Stop. Wait. How will I know where to find you? What time? Don’t go with crowd. Stay. We can walk home together and I’ll tell you a poem about souls growing deep like the rivers when we walk across the bridge.
But she is gone before any of this enters my mind, and I don’t even think to remember whether she said it to anyone else.
Hours later, after red wine and Heineken, and talking with the Dutchman and Irishman and watching Fanny in my mind, I go to the hostel. Somehow I let the Dutchman talk me into the shortest route home through the curvy streets the guide walked us down, even though I can see the longest route clearly along the river.
I walk, and I walk.
It is quiet and still and warm. The only hint of Autumn anywhere are the oranges on the trees which are everywhere, only just starting to ripen. The only people in the sparse city are street cleaners and security guards. All the windows are dark.

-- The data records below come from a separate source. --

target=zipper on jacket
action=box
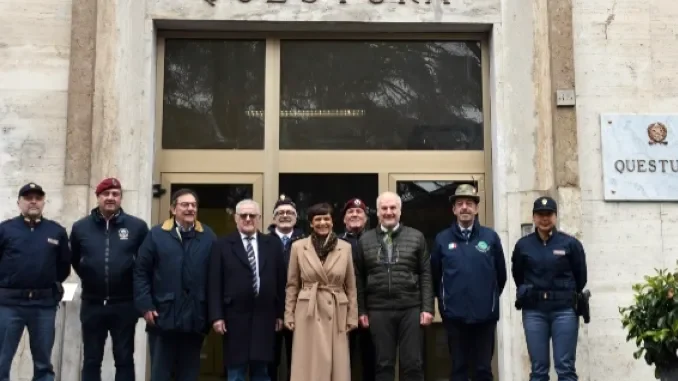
[104,220,110,303]
[388,266,392,296]
[441,277,446,311]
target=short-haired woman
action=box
[284,202,358,381]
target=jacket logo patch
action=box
[118,228,129,240]
[553,249,566,256]
[47,238,59,245]
[448,243,457,250]
[475,241,489,253]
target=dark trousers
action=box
[148,331,204,381]
[522,308,579,381]
[369,307,423,381]
[0,305,57,381]
[443,319,496,381]
[269,329,293,381]
[228,361,269,381]
[80,300,138,381]
[349,327,376,381]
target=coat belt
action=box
[302,282,347,333]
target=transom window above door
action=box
[159,37,485,152]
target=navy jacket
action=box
[0,216,71,306]
[511,228,587,311]
[133,219,216,335]
[70,208,149,302]
[340,229,364,263]
[266,224,305,269]
[431,219,507,323]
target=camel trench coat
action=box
[284,237,359,381]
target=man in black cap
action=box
[511,196,588,381]
[339,198,375,381]
[0,183,72,381]
[267,195,304,381]
[70,177,149,381]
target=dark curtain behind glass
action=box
[162,39,266,149]
[280,40,483,150]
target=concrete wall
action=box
[0,1,78,379]
[573,0,678,379]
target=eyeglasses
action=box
[275,210,297,217]
[238,213,260,220]
[177,202,197,208]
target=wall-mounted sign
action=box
[601,114,678,201]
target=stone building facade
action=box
[1,0,677,380]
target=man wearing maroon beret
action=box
[339,198,376,381]
[70,177,149,381]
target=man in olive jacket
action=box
[354,191,434,381]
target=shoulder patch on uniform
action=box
[448,242,457,250]
[475,240,489,253]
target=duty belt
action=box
[0,288,53,300]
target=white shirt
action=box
[240,232,260,292]
[275,229,292,242]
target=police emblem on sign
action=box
[647,122,668,145]
[118,228,129,240]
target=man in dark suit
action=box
[208,199,286,381]
[266,195,305,381]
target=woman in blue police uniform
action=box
[511,196,588,381]
[0,183,72,381]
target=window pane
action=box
[169,183,253,237]
[278,173,379,236]
[162,39,265,149]
[397,180,478,249]
[280,40,483,150]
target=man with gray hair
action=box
[208,199,286,381]
[354,191,434,381]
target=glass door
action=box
[158,172,263,380]
[388,173,493,381]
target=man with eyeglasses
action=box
[431,184,507,381]
[266,195,305,381]
[134,188,216,381]
[354,191,434,381]
[339,198,375,381]
[208,199,286,381]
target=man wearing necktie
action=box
[208,199,286,381]
[430,184,507,381]
[266,195,305,381]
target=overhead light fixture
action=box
[245,109,366,118]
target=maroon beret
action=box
[95,178,122,196]
[342,198,367,215]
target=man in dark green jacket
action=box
[354,191,434,381]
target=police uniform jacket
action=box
[0,216,71,306]
[70,207,149,303]
[133,219,216,335]
[511,228,587,312]
[431,218,507,324]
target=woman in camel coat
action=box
[284,202,358,381]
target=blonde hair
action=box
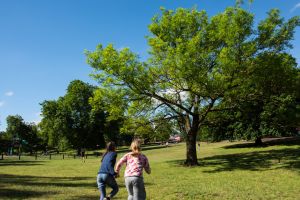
[130,139,141,156]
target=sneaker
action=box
[106,197,111,200]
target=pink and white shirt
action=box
[116,153,151,177]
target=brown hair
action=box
[130,139,141,156]
[101,141,116,161]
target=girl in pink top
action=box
[115,140,151,200]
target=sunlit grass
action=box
[1,140,300,199]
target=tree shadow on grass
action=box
[201,148,300,173]
[68,194,124,200]
[0,174,98,188]
[223,136,300,149]
[0,188,55,199]
[0,160,45,166]
[68,194,99,200]
[0,173,128,199]
[0,174,102,199]
[69,182,153,200]
[167,148,300,173]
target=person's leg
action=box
[132,177,146,200]
[125,177,134,200]
[106,175,119,198]
[97,174,107,200]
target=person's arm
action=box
[115,154,127,174]
[143,155,151,174]
[112,152,117,167]
[111,152,118,176]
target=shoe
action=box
[106,197,111,200]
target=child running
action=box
[97,142,119,200]
[115,139,151,200]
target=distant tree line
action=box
[38,80,137,152]
[0,80,174,154]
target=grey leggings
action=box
[125,176,146,200]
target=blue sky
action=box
[1,0,300,131]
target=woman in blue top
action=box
[97,142,119,200]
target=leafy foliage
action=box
[86,6,299,165]
[5,115,41,153]
[39,80,106,149]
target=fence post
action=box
[35,153,37,160]
[63,154,64,159]
[74,154,76,159]
[19,154,21,160]
[49,154,51,160]
[1,153,3,160]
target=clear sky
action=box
[1,0,300,131]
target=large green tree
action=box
[6,115,24,140]
[209,10,300,145]
[40,80,107,150]
[204,53,300,144]
[39,99,68,148]
[6,115,40,153]
[86,6,299,165]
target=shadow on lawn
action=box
[0,160,45,166]
[201,148,300,173]
[223,136,300,149]
[0,173,125,200]
[0,174,98,187]
[194,137,300,173]
[68,194,99,200]
[0,188,55,199]
[167,147,300,173]
[69,194,124,200]
[0,172,137,199]
[0,174,103,199]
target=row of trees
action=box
[0,80,118,154]
[38,80,171,151]
[0,79,173,155]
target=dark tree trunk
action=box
[185,132,198,166]
[255,137,263,146]
[184,114,199,166]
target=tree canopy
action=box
[5,115,40,153]
[39,80,106,150]
[86,6,300,165]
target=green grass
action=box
[1,139,300,200]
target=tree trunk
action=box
[185,132,198,166]
[184,114,200,166]
[255,137,263,146]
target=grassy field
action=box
[1,139,300,200]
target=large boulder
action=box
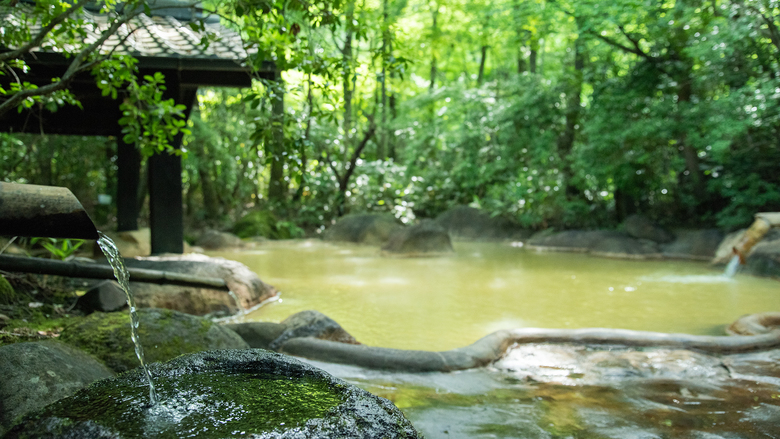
[58,308,249,373]
[382,221,454,255]
[121,254,277,315]
[661,229,724,260]
[196,229,244,250]
[434,205,532,241]
[227,310,360,351]
[623,214,675,243]
[744,237,780,279]
[6,349,422,439]
[323,213,402,245]
[0,341,114,436]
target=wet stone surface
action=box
[6,349,422,439]
[303,344,780,439]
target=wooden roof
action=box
[0,1,274,136]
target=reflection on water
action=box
[209,240,780,351]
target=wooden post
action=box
[116,135,141,232]
[148,81,197,255]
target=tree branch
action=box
[0,7,140,117]
[589,27,668,75]
[325,150,343,182]
[0,0,92,63]
[340,119,376,191]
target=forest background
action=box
[2,0,780,239]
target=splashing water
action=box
[724,254,741,278]
[97,232,158,405]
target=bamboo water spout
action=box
[733,212,780,264]
[0,182,98,240]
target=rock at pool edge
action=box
[5,349,422,439]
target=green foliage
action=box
[232,210,305,239]
[4,0,780,233]
[116,72,191,157]
[30,238,85,260]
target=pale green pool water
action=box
[209,240,780,351]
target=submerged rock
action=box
[123,254,277,315]
[0,341,114,435]
[59,308,249,372]
[323,213,402,245]
[434,206,532,241]
[6,349,422,439]
[382,221,454,255]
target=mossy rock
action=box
[233,210,278,239]
[58,308,248,372]
[6,349,422,439]
[233,210,304,240]
[323,213,402,245]
[0,341,114,435]
[382,221,454,254]
[0,275,16,305]
[434,205,532,241]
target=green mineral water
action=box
[97,232,158,405]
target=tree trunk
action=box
[198,164,219,221]
[294,72,314,203]
[676,76,706,203]
[429,2,438,91]
[378,0,390,160]
[517,49,526,74]
[557,34,584,197]
[267,66,286,203]
[477,45,488,85]
[342,0,356,152]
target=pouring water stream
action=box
[97,232,158,405]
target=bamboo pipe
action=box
[733,212,779,264]
[0,254,230,290]
[0,182,99,240]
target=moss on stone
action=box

It should only take half an hour to walk to home. After about an hour I realise I am lost and I wished I’d paid more attention to where the guide was going at the beginning on the right, or that I had taken the long route.
It is about then that I remember something I learnt from a friend in Sydney, who made delicious marmalade every year from his abundant back yard lime tree: the best way to love a citrus tree is to piss on it once a day.
Eventually, I unbuckle my belt and rip open the button fly and bless one trunk in a shadowy square without breaking the night’s silence. Relieved, I recompose myself and start walking again. It takes another half-hour before I arrive at my building from the opposite side to what I should have. I have walked around the city without understanding how.
As I walk inside the door I trip over shoes someone left the parquetry floor. One person startles.
I work for an hour in bed on the Basel photos before publishing them. By then it is after four o’clock and I close my eyes and think of the soft French doctor from Geneva with the kind eyes.
What a lovely cast of characters! You really should warn the reader, however, how many "parts" there will be...Part 1...Part 2...of how many?